To start, your party consists of her young lifelong nanny and the reluctant younger brother of the King’s butler/chief advisor. They serve as a healer and warrior respectively. A new time card system allows for a little more strategy and quick assists to balance out the effectiveness of your team. Each character is limited to the choice of attacking, using a skill, guarding or fleeing from the battle area. Prior to the battle, enemies roam around the areas and can be preemptively swatted to start the battle with the upper hand.
The real improvement to the game borrows a bit from the Level 5 classic, Dark Cloud. Because Princess Meruru has the dual responsibility of improving the kingdom, many of the quests she fulfills will alter the map. In addition to unlocking new areas, her efforts improve and provide needed infrastructure to Arls. Early adventures result in the addition of basics like a weapon shop. To travel around all of these areas Atelier Meruru offers a quick travel system that allows the princess to instantly teleport almost anywhere and saving from the world map view.

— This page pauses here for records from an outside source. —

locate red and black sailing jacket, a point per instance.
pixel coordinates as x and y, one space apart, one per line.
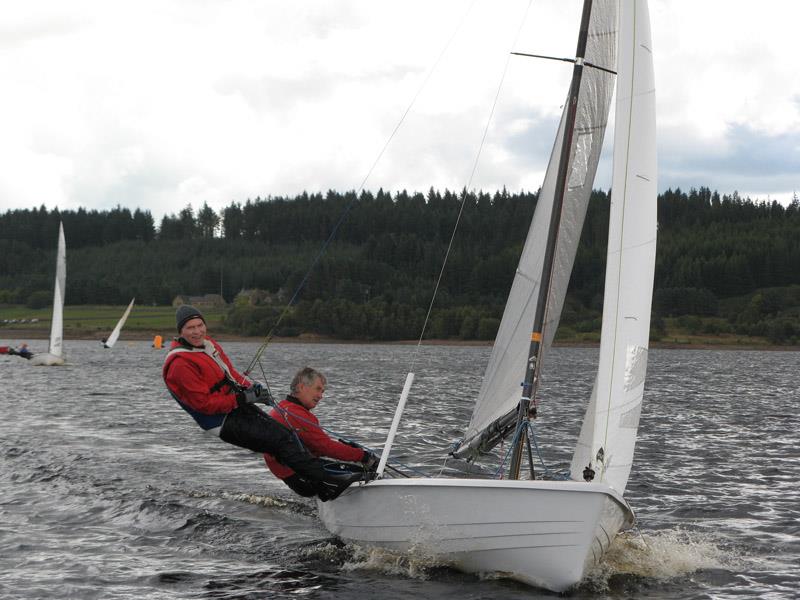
293 414
201 381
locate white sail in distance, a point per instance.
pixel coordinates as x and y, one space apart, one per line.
608 434
57 322
112 339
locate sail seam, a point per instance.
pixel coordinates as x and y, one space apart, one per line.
621 237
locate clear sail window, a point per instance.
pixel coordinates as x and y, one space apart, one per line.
580 160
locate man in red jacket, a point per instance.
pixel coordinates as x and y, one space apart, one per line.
307 389
204 382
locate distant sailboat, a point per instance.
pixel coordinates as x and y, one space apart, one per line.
55 354
112 339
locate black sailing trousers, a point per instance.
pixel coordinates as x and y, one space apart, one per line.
247 426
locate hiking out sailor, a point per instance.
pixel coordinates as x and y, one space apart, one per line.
307 389
203 381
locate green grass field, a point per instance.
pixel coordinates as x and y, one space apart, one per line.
146 319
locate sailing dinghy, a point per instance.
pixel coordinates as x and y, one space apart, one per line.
112 339
549 533
55 354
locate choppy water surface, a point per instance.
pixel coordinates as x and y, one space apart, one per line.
110 491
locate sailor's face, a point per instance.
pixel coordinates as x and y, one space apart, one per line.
194 331
310 395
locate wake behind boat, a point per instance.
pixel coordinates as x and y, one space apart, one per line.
549 533
55 354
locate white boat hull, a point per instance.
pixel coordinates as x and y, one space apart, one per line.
542 533
46 360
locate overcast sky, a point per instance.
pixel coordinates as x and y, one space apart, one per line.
158 104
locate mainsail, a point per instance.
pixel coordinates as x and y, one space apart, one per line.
608 434
501 391
57 322
112 339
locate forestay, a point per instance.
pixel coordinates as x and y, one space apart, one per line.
608 434
501 390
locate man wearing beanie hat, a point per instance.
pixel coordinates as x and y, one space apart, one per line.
203 381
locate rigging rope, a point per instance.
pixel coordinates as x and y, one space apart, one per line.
327 242
467 186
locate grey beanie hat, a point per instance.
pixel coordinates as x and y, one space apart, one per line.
185 313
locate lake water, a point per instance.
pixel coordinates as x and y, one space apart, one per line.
109 490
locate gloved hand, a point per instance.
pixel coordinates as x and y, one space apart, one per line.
370 460
351 444
249 395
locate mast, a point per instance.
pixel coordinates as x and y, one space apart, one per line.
527 404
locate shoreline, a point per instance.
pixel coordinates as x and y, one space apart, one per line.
137 335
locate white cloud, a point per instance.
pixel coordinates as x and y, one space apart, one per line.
156 104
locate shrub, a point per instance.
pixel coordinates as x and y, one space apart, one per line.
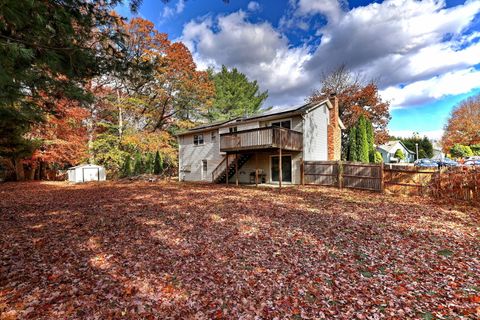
377 157
399 154
461 151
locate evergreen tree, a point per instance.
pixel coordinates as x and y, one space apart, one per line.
378 157
158 165
236 96
371 141
139 166
149 162
352 145
399 154
127 167
362 140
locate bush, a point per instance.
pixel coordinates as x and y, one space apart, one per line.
377 157
127 167
158 165
399 154
461 151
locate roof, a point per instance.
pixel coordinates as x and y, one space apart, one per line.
390 145
274 112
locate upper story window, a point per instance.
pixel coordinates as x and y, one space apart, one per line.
283 124
198 139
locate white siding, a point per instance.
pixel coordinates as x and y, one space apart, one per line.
315 138
191 156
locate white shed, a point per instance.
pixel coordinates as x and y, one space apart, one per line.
86 172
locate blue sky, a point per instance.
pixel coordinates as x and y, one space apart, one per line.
425 55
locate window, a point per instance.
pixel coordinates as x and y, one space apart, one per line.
282 124
204 169
198 139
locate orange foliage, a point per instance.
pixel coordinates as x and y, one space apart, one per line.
355 100
63 135
463 127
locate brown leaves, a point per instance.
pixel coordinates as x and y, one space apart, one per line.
172 250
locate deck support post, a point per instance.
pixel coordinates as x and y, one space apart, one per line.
302 172
256 169
280 168
236 168
226 170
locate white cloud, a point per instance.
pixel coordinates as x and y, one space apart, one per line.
171 11
450 83
253 6
418 50
431 134
258 50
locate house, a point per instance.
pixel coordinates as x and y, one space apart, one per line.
438 154
388 152
267 148
86 172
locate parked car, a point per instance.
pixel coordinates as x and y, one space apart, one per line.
472 163
447 162
425 163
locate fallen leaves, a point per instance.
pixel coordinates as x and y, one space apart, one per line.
171 250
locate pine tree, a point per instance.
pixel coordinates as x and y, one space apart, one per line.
352 145
127 167
149 162
362 140
371 141
235 95
158 165
139 167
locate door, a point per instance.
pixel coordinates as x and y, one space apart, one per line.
204 169
286 168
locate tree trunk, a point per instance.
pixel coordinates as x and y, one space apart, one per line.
19 172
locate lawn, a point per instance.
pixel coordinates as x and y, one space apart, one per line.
171 250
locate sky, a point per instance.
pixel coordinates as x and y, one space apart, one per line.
425 55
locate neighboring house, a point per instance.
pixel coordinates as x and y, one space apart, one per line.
438 154
388 152
310 132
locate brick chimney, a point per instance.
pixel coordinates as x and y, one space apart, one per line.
333 131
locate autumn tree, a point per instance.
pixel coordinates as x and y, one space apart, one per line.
463 126
175 91
356 97
235 95
352 145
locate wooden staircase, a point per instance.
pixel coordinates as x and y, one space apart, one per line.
219 174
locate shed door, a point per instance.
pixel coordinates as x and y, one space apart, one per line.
91 174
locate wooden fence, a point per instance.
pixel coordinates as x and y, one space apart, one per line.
462 183
343 175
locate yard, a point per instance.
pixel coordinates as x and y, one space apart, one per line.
160 251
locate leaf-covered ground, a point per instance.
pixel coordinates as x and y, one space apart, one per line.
180 251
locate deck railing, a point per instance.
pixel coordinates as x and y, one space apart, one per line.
262 138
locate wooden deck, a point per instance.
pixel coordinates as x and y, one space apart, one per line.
262 138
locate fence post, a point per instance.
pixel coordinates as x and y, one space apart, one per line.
302 173
382 179
340 177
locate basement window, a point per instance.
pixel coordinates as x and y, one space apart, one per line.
198 139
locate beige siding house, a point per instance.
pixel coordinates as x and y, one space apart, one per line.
268 148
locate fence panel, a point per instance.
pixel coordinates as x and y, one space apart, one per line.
408 180
324 173
362 176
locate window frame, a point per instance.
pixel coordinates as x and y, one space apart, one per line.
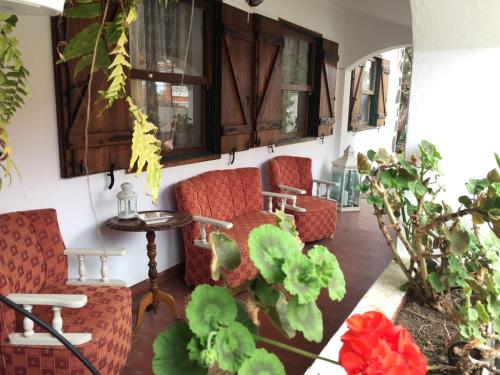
206 83
312 38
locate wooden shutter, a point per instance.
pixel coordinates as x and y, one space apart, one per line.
383 71
329 61
109 133
236 80
268 53
355 99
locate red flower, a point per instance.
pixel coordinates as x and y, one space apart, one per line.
375 346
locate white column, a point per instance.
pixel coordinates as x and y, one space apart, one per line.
28 324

Even with all of these improvements, Atelier Meruru is not for everyone. The mostly subtle sexualization of young teens will turn many off and though never overt, the fixed camera and occasional pans are strategic. The art direction and previously pastel heavy palette has been brightened and adjusted to give a more typical fantasy feel. There are also more and better animations but a good chunk of the story is still told through static panels, most without voicing, available in English or the original Japanese. On the subject of sound, the saccharine music is still just as likely to annoy gamers or those in the room while you’re playing.